WHERE: Nazca Desert, Peru

Hundreds of shapes and animals are carved into the high, dry, desert plateaus south of Lima. Most are massive—the largest spans nearly 1,200 feet across—but because they are so large in scale, they can be hard to see from the ground. The Nazca Lines, created between 500 BC and 500 AD, are a favorite example for pseudoarchaeologists because the only way to see the complete picture is from above. And if early Peruvian people didn’t fly, why make an image that can only be seen from the air? Obviously these geoglyphs must have been created by beings with flying machines, and since no one on Earth had planes or helicopters in ancient times, the artists must have been aliens. There’s just one major flaw to the theory (okay, there are several major flaws): all you have to do to get a view of the massive designs is walk up into the nearby foothills. While archaeologist can’t always agree on what the exact purpose of the lines was, they all agree that attributing these works to aliens diminishes the very real, very provable achievements of the world’s earliest complex civilizations.

INSIDER TIPOne fringe theory about the Nazca Lines developed by Jim Woodmann suggests that the Nazca people built hot-air balloons to observe the geoglyphs. He even made his own hot air balloon out of historical materials to test the hypothesis. His balloon flew, but to date, no evidence has been found that confirms that the Nazca used this technology.

 

14 OF 15

Teotihuacán

WHERE: Mexico City, Mexico

In 2015, Mexican archaeologists at the ancient city of Teotihuacán outside Mexico City discovered traces of mercury beneath the site’s famous Temple of Quetzalcoatl.

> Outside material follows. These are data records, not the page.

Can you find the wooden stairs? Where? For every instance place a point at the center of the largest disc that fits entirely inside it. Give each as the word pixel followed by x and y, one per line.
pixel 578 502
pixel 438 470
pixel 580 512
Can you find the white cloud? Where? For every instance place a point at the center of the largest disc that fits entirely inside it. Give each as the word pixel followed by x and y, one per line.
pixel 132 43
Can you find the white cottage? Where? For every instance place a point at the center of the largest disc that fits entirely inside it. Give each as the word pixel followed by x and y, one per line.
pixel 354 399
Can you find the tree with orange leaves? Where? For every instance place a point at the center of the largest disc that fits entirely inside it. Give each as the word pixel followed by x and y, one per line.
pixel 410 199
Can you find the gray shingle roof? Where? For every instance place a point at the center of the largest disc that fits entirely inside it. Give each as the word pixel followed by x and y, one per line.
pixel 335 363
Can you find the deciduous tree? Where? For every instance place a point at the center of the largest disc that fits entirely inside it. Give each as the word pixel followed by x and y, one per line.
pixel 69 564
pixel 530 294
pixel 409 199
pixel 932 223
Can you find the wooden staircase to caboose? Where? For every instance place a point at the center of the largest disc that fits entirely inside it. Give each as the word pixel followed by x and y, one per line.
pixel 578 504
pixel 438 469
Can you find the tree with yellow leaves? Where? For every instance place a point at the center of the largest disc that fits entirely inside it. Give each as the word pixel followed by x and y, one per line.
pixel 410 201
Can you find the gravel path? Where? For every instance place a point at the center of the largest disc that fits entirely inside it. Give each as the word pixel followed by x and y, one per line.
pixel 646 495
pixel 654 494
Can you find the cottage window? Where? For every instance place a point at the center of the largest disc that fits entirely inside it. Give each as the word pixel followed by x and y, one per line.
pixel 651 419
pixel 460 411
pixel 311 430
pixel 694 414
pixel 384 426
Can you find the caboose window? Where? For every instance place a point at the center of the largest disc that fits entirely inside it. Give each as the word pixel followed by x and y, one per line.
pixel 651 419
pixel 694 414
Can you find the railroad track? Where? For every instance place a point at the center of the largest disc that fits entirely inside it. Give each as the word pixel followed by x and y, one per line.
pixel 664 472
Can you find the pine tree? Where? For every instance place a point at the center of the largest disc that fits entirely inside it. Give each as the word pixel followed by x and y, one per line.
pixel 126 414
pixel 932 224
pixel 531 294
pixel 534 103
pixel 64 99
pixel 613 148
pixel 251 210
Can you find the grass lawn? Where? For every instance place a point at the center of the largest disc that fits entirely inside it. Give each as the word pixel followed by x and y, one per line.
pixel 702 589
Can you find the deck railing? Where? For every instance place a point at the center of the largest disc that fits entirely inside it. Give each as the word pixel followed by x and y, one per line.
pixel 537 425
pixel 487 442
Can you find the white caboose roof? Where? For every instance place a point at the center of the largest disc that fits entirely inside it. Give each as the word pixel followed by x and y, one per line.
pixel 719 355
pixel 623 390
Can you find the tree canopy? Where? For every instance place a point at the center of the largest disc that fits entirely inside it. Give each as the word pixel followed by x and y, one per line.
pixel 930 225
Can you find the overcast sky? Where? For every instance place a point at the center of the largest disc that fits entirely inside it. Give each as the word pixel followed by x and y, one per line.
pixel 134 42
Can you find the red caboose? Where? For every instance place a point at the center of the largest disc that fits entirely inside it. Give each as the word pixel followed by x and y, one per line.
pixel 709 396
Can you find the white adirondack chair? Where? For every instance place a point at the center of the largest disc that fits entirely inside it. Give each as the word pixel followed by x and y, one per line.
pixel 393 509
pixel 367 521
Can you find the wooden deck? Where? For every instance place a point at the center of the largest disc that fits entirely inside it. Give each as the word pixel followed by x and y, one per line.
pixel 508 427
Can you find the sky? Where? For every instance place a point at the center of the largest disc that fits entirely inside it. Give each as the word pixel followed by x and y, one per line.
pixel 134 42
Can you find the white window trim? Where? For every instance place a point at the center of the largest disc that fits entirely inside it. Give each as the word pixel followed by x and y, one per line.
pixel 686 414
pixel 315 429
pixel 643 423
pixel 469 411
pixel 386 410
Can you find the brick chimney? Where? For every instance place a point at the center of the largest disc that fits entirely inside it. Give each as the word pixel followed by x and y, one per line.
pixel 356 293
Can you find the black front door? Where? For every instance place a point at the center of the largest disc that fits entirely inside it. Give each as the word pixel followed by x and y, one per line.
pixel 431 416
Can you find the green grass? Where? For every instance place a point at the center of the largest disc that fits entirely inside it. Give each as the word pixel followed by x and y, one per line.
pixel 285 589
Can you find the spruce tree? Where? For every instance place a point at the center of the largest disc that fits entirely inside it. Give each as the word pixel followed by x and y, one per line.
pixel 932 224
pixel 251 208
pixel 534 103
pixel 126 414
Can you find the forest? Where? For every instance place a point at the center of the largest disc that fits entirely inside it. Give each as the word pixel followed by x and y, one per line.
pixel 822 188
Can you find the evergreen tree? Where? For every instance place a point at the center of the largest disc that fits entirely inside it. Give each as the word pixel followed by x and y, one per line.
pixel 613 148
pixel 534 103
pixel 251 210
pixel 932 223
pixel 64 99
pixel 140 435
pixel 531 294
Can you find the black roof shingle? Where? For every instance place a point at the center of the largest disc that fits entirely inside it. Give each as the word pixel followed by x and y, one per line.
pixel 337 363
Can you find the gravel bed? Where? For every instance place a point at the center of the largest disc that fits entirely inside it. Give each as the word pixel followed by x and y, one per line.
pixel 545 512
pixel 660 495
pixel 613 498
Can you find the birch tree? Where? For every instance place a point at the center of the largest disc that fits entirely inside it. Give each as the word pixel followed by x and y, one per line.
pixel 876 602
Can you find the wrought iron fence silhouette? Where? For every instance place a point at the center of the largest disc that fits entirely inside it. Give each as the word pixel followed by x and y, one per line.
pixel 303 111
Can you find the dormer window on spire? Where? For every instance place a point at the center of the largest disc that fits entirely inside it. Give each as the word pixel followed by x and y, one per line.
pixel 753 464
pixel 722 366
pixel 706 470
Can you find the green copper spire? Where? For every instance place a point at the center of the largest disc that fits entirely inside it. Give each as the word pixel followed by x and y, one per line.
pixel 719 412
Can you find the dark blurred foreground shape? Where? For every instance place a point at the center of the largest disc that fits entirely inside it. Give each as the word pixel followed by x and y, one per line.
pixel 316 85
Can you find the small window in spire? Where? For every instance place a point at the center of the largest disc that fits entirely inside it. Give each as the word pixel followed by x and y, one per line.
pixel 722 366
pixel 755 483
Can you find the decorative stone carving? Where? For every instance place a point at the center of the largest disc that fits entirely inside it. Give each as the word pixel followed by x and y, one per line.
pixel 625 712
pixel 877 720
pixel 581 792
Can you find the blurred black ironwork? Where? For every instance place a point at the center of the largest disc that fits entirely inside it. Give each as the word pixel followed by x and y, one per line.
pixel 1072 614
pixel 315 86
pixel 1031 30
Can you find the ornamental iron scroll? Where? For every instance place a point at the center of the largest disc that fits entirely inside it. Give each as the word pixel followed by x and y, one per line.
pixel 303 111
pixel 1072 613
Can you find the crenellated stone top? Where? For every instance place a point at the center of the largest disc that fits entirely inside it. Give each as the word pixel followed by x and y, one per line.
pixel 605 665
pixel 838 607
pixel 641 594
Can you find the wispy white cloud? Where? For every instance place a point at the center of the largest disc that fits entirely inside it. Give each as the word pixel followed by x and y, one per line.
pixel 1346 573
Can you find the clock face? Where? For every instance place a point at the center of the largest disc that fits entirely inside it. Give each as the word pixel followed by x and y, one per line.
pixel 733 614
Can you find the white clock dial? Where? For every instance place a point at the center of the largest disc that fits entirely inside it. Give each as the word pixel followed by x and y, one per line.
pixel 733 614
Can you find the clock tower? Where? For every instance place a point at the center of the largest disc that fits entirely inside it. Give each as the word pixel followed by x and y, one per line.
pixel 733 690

Speculation abounds as to what the quicksilver was doing in chambers beneath the temple but the least well informed comes from pseudoarchaeologist Frank Joseph. Because mercury was already being manufactured in Europe prior to its use at Teotihuacán, Joseph believes that the indigenous people of Mexico must have been taught about the element by white saviors from the civilized world. Oh, and quicksilver found at a mausoleum in China (actually it hasn’t technically been found but readings taken above the mausoleum indicate it’s somewhere underground), that too must have been the result of European technologies brought to the Far East in ancient times. Does Joseph offer any evidence to support his hypothesis, I mean, besides the fact that he thinks non-white Europeans are incapable of independently identifying and using mercury? He does not … probably because there is none.

15 OF 15

Visočica and Plješevica Hills

WHERE: Visoko, Bosnia and Herzegovina

If you squint real hard, you might notice that two large hills just north of Sarajevo in Bosnia and Herzegovina look a bit like man-made pyramids. Sam Osmanagich, a Bosnian-American businessman, certainly does. Since 2005 he’s been claiming that the hills of Visočica and Plješevica are ancient pyramids, the largest on Earth, built 34,000 years ago by the Illyrians, a Balkan ethnic group who lived around the 4th century BC. The date he assigns the pyramids is beyond ridiculous; 34,000 years ago humans hadn’t even developed agriculture yet, let alone were they building massive pyramids. Osmanagich even conducted excavations on the hills in 2006 in an attempt to prove his hypothesis. Ever since then, he has been not so secretly reshaping Visočica to look more and more man-made. The scientific community wants nothing to do with this dude, and the European Association of Archaeologists has called Osmangich’s work a “cruel hoax,” but the businessman hasn’t paid the naysayers much heed. In 2016, Osmangich completed an “archaeological park,” Park Ravne 2, on top of one of the hills where he holds meditation sessions inside for around 5,000 suckers a year.